7. Melangitkan Harapan

5 0 0
                                    

.

.

Kamarnya terlihat sepi. Perlahan, Putri memutar gagang pintu yang terbuat dari kuningan yang berpillin. Ah! Tidak terkunci? Sembrono sekali...

Menyadari di dalamnya terdapat barang yang berguna, putranya tidak takut tercuri. Padahal kalau kehilangan seluruh penghuni rumah merasa terintimidasi. Bagaimana tidak! Hanya sebuah kepingan plastik dengan tempelan garis-garis logam sudah membuat putranya kalang kabut sewaktu memulai skripsinya, dulu. Katanya itu berisi beragam file yang serupa dengan tumpukan lembaran dokumen. Jaman kemajuan bikin semua serba praktis tapi riskan juga kalau sudah hilang. Ternyata, putranya menyiapkan back-up dokumen. Hah! Putri sadar dengan dirinya yang gaptek. Untuk belajar ngirim email saja, bikin Rifki keponakannya begadang sepekan lamanya. Putri lebih mengandalkan kekuatan sillaturakhim secara langsung dan nyata lalu menyerahkan koneksi dunia maya pada putranya. Bergerak seiring kemajuan teknologi agar tidak ketinggalan zaman.

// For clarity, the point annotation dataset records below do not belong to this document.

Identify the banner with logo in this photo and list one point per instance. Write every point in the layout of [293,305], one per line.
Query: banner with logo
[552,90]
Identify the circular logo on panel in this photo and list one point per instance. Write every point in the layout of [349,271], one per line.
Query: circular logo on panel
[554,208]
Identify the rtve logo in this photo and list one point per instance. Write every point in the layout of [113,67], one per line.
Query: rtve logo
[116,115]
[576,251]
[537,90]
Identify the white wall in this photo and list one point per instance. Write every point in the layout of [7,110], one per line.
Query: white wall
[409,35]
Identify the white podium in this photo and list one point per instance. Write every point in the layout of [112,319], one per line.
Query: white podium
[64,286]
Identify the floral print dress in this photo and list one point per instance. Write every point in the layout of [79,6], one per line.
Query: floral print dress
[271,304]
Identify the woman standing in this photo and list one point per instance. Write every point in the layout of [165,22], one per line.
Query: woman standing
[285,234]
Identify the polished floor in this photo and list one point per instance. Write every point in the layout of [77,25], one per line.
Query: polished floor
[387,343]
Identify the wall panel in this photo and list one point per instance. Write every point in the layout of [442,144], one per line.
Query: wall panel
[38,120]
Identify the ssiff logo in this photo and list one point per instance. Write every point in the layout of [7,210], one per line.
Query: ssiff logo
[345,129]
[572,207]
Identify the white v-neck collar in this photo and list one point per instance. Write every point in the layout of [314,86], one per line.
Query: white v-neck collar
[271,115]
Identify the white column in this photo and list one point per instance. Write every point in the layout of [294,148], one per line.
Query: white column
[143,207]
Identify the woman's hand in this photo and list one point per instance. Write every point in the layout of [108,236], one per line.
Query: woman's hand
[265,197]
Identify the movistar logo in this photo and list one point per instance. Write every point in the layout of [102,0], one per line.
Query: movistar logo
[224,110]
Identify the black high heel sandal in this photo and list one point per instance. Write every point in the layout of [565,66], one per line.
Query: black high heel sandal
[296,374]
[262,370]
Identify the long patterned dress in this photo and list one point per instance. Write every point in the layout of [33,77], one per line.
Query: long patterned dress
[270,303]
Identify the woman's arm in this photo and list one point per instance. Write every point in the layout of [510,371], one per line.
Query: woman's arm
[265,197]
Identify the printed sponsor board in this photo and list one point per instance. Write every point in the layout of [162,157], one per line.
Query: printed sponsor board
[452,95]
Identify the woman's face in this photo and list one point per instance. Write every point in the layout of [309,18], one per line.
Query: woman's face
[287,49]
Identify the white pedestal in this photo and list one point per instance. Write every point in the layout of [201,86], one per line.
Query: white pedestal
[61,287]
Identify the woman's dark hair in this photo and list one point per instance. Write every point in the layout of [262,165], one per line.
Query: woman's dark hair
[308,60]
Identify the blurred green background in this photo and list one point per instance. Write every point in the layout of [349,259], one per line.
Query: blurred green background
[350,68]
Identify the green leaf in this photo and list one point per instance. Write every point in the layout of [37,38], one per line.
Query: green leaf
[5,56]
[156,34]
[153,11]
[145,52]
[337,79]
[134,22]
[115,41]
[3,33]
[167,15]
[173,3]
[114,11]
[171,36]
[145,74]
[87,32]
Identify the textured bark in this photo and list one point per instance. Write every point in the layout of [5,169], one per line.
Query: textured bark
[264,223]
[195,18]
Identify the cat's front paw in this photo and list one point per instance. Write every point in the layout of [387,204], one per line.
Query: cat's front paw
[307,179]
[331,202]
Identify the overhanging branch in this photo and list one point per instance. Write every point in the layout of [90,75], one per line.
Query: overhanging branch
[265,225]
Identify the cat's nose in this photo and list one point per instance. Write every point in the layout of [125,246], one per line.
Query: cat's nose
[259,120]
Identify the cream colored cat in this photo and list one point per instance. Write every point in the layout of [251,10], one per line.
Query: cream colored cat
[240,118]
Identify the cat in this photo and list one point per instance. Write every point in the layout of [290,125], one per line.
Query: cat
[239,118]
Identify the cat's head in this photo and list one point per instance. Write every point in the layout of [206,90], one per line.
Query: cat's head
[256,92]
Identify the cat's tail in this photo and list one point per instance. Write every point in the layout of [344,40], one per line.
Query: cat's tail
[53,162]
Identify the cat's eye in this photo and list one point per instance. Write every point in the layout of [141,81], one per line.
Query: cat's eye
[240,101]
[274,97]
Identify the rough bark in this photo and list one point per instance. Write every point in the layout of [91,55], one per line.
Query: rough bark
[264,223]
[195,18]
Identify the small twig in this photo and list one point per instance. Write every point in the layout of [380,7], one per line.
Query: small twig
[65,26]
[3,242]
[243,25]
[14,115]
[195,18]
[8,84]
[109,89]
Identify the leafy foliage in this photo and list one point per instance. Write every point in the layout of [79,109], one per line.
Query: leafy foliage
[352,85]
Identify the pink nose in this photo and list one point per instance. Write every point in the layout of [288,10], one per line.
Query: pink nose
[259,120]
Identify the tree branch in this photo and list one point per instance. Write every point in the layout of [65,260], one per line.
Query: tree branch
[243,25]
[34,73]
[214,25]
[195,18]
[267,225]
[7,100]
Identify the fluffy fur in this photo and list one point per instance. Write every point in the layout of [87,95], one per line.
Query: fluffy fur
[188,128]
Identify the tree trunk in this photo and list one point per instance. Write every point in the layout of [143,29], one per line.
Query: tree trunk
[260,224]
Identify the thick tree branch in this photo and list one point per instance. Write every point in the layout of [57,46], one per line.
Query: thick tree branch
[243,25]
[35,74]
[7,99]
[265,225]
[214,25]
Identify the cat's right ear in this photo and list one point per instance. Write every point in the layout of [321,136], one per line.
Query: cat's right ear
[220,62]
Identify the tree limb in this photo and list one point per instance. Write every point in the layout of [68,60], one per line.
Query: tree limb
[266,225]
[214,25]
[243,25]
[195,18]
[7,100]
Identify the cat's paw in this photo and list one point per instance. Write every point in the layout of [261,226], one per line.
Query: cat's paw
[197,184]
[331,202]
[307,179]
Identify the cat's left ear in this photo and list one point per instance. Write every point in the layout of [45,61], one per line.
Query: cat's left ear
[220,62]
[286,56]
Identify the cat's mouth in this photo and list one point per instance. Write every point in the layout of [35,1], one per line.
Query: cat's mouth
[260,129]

Matanya masih menelusuri ruangan luas yang rapi meski penuh dengan jejalan pigura disana-sini. Kesukaan sedari kecil masih ditekuni putranya hingga kini. Diantaranya terlego dengan harga puluhan juta di pameran seni. Goresan yang dirasakannya makin halus dan tersamar menilik catatan tanggal pembuatan yang tak lupa disertakan di pojok kiri bawah membersamai bubuhan tanda tangan.

Putranya memilih menyamarkan bentuk makhluk karena ingin dibersamai Malaikat Rakhman. Pemahaman yang membuatnya menjadi terbebas dari pemujaan terhadap makhluk hidup. Bahwa yang patut diabadikan dan disembah hanyalah Yang Maha Esa.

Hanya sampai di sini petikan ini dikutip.